GoKawiilIn laboratories and hospitals around the world, a new generation of cancer researchers is working on the treatments and technologies of tomorrow. Some have turned their focus to improving imaging techniques for diagnostics; others are developing minimally invasive tests for early detection. Despite the differences in their work, they are united in achieving a common goal — better survival rates for people with cancer.
AYESHA NOORANI: Genome pattern sleuth
Ayesha Noorani maps DNA mutation patterns to learn how cancer develops over time.Credit: Paddy Mills
As a medical student at the University of Cambridge, UK, Ayesha Noorani planned to pursue a career as a vascular surgeon.
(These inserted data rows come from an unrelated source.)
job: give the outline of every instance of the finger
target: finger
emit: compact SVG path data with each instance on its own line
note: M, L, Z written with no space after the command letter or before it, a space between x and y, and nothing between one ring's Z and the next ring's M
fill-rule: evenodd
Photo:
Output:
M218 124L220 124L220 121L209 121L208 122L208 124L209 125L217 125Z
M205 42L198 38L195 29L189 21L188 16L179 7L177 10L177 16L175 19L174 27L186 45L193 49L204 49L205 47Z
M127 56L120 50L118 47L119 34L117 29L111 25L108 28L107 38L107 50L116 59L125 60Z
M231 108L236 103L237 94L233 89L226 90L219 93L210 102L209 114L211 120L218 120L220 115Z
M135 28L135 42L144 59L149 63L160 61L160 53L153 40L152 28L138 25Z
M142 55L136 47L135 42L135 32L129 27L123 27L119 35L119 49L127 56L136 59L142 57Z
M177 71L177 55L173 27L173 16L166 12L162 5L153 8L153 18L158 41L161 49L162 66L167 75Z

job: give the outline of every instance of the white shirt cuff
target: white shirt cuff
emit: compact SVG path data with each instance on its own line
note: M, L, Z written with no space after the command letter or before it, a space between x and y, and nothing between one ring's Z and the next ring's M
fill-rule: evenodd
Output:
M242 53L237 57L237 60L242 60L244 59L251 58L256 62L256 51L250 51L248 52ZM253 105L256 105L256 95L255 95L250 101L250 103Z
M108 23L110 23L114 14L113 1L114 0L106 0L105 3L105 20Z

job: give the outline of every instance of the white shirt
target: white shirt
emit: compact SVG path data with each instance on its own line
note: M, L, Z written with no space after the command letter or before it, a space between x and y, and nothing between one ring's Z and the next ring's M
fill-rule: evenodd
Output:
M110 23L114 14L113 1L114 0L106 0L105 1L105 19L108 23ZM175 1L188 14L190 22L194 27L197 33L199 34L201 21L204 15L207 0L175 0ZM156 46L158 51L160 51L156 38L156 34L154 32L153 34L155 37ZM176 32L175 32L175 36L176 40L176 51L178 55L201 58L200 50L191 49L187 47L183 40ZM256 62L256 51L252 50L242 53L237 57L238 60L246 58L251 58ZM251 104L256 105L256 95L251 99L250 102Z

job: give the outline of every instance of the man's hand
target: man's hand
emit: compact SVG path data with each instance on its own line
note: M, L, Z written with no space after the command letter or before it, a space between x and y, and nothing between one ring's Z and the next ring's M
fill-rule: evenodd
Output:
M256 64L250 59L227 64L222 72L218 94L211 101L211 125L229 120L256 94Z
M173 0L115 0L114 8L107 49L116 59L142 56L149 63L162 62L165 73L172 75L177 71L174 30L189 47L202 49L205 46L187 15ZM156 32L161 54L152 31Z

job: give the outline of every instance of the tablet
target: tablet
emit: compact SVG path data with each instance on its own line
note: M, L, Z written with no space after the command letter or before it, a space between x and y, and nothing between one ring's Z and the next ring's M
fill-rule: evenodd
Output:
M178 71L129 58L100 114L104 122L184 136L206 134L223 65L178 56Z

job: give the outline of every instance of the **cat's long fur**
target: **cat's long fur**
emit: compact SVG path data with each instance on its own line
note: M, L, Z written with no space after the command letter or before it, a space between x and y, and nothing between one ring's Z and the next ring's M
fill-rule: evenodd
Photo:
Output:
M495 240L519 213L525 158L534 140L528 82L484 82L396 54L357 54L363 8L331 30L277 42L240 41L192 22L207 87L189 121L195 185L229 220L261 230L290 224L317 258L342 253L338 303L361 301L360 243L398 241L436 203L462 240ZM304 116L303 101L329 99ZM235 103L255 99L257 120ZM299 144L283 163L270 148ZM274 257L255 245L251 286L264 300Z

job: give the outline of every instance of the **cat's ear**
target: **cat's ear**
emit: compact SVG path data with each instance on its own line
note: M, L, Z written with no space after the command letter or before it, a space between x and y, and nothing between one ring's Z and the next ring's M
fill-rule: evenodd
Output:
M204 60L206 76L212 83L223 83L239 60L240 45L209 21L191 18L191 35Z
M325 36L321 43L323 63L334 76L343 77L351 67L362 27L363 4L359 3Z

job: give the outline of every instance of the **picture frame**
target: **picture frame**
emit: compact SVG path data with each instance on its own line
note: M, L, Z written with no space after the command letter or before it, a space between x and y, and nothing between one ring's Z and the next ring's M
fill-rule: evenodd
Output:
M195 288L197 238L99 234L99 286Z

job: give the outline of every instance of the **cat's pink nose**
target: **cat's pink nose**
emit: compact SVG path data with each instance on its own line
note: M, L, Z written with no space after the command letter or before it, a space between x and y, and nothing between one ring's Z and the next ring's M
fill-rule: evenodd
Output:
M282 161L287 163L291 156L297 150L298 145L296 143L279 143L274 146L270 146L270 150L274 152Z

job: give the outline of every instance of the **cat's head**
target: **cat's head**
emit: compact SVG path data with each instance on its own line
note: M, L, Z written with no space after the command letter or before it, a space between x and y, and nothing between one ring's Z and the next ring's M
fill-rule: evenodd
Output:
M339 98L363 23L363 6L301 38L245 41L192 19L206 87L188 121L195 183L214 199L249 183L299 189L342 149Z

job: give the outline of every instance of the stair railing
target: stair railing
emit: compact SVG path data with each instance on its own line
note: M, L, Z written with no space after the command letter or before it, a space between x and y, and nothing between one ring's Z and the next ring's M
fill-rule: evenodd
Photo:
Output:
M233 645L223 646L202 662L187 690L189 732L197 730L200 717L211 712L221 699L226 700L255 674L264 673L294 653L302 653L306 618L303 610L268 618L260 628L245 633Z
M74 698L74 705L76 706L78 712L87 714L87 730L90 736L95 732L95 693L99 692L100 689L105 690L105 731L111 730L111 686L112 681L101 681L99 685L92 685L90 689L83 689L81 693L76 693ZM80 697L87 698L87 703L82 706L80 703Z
But when an uncle back home in Karachi, Pakistan, died of oesophageal cancer in his early 50s, she chose a different path. “I was struck by how little we could do for my uncle, and how little was known about the disease,” she says. Now a clinician scientist at the Wellcome Sanger Institute in Cambridge, Noorani studies two of the most aggressive cancers — gastric and oesophageal — which arise in closely connected organs and share many of the same risk factors and treatment paths.
Many biological processes can increase a person’s risk of developing cancer, such as cumulative damage from ageing, chronic inflammation or certain defects in DNA repair. Noorani wants to understand the genetic factors that determine why these risks lead to some people developing cancer while others remain unaffected by the disease. The key, she says, is finding specific genetic signatures in a patient’s genome and monitoring them over time. “I’m very much interested in the evolution of cancer — the fact that it’s dynamic and changes with time,” says Noorani.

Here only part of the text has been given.